UPPER TOWNSHIP - Local sport fishermen want to keep striped bass off the commercial menu for the time being.

Members of the Strathmere Environmental Fishing Club on Saturday said they oppose a plan to open federal waters to striped-bass fishing for fear the relaxed rules would lead to immediate overfishing. This is one long-suspected culprit for the game fish's decline in the 1970s and 1980s.

Michael Doebley, spokesman for the Washington-based Recreational Fishing Alliance, told a roomful of fishermen at the Strathmere Volunteer Fire Hall to keep the federal ban in place.

"Anglers need to stand up on this one and be good conservationists," he said.

Federal law prohibits commercial or recreational anglers from keeping striped bass caught between three miles and 200 miles offshore from Maine to Florida. New Jersey allows recreational fishermen to keep as many as three stripers per day within three miles of shore.

No commercial fishing is allowed.

But now that striped-bass numbers have rebounded, commercial and recreational fishermen alike want the federal waters reopened.

The new zone would be a huge draw for local charter boats, said Dick Herb, who runs two boats out of Avalon. Some of the biggest striped bass are found only far offshore beyond the 3-mile limit.

Herb, who also sits on the New Jersey Marine Fisheries Council, said the law does not deter some of his competitors from poaching fish outside the boundary.

"I've lost a fair number of striper customers because they know I won't go out there," he said. "I get customers who ask me, 'Captain, are you going to cheat?'

"If the zone stays closed, let's enforce it," Herb said.

Recreational fishermen and commercial fishermen have a longstanding feud in New Jersey because they compete for the rights to the same fish. But U.S. Rep. Frank LoBiondo, R-2nd, said both sides share a common interest when it comes to stripers.

"Many environmental groups want to shut fishing down altogether. Recreational and commercial groups are coming together against radical environmental groups that want no hunting and no fishing," LoBiondo said.

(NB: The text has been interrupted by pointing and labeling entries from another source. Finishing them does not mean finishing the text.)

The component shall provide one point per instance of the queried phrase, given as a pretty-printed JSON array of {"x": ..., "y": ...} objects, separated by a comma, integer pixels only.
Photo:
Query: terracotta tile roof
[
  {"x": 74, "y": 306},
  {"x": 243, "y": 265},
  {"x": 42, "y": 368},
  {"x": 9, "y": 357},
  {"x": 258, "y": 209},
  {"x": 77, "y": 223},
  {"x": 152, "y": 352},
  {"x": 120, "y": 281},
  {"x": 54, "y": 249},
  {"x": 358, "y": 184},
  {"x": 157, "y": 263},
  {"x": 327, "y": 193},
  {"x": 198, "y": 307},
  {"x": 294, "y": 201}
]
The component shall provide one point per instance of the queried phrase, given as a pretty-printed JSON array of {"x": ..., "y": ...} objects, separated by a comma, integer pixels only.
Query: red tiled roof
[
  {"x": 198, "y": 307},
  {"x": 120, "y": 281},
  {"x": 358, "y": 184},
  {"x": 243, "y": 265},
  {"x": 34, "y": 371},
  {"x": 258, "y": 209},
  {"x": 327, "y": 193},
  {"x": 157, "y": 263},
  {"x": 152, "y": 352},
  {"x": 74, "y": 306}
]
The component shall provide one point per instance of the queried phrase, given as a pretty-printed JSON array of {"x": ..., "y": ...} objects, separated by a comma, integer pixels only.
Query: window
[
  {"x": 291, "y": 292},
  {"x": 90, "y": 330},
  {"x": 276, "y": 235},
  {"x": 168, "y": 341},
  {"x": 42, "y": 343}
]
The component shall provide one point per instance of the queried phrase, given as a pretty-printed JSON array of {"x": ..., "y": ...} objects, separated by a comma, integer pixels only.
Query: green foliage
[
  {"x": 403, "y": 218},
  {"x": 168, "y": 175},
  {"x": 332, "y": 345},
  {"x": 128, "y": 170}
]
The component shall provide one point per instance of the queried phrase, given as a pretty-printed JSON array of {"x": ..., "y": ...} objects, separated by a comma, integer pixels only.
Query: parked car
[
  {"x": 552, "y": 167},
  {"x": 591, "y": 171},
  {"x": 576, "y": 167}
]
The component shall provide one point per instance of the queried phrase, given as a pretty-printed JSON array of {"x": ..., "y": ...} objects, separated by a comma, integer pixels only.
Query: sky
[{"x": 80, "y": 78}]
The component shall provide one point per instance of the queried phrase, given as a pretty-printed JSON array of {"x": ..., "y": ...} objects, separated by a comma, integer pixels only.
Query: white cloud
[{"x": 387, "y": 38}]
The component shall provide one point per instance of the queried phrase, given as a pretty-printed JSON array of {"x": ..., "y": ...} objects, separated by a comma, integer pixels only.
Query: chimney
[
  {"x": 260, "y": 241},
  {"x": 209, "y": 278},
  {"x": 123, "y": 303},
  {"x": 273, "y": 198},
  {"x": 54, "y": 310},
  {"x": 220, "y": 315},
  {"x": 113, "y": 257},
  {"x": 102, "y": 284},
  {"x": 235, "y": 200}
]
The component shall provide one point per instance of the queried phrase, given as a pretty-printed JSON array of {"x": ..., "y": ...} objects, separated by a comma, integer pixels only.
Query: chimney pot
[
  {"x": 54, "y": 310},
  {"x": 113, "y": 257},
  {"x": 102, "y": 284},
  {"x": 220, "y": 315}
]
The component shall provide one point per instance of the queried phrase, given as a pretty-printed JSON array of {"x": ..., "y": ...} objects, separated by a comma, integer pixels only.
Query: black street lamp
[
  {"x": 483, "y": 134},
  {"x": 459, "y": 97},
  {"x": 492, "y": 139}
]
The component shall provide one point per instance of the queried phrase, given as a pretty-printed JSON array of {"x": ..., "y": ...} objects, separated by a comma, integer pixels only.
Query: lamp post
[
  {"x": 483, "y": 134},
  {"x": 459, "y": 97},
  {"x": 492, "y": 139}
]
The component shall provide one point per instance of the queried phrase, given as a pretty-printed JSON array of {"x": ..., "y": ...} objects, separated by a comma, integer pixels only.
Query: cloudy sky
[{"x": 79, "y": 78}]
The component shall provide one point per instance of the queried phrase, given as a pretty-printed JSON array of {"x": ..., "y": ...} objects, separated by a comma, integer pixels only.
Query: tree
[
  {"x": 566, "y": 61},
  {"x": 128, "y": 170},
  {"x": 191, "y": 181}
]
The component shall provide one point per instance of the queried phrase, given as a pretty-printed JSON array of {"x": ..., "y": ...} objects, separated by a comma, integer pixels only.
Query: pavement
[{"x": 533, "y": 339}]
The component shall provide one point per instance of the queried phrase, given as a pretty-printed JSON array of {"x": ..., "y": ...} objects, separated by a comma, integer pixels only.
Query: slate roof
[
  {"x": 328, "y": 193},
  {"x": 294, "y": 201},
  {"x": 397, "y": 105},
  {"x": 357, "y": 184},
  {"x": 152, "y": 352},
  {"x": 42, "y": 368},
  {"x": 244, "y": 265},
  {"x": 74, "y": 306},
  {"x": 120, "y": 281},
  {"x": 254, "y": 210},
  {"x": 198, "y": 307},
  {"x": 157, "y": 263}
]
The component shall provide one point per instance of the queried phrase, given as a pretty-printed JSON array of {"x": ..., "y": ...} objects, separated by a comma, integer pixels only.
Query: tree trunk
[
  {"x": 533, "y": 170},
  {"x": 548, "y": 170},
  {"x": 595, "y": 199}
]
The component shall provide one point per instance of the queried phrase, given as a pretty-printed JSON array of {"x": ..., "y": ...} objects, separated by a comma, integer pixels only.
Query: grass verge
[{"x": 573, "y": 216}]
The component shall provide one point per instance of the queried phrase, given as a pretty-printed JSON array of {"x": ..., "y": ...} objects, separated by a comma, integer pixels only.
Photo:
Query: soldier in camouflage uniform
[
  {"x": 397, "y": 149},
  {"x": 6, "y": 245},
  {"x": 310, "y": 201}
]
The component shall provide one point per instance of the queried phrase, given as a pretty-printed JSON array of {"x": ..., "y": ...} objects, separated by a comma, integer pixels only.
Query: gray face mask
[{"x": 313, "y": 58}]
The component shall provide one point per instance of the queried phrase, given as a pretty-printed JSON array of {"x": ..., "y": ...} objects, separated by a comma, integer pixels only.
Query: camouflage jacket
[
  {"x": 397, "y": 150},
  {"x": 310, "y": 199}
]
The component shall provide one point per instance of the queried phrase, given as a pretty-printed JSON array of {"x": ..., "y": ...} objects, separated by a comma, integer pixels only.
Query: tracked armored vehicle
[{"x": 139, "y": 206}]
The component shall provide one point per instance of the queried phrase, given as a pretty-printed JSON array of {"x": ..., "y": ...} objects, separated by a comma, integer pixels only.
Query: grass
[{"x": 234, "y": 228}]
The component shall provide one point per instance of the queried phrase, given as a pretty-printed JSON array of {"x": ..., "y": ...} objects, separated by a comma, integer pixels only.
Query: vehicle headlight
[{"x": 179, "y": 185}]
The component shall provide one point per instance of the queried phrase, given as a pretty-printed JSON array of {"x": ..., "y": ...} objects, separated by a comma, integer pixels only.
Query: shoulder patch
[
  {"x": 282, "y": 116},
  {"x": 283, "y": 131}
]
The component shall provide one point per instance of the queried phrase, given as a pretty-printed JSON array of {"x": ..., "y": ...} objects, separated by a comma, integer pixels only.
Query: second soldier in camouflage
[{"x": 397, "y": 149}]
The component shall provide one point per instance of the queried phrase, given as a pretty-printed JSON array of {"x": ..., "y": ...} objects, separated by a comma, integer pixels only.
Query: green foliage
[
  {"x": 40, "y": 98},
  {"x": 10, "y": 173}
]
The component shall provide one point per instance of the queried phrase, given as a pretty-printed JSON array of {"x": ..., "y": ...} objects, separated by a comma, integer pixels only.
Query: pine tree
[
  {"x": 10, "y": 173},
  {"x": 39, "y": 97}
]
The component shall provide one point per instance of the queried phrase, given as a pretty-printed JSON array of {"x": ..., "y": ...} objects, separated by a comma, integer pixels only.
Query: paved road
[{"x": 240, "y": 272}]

Indeed, the New Jersey chapter of the Sierra Club opposes any easing of restrictions on striped-bass fishing unless federal studies conclude doing so would not harm bass numbers, Director Jeff Tittel said.

But Tittel disagreed that environmental groups such as the Sierra Club are at odds with all anglers.

"Most of the time, we side with the recreational guys, who are usually better on the environmental side," he said.

State Sen. Nick Asselta, R-Cape May, Cumberland, Atlantic, said any future decision on stripers should consider the economic impact on the state's economy. Anglers flock to the shore in the late fall for striper action, particularly in the Delaware Bay.

On Saturday, at least one gillnet fisherman spoke in favor of keeping the federal waters free of commercial fishermen.

"I was afraid someone would throw something at me," commercial fisherman Ed Blane joked as he stood up among the crowd of recreational anglers.

"You'd be waking a sleeping giant. Everyone would be there. They'd cream them," he said.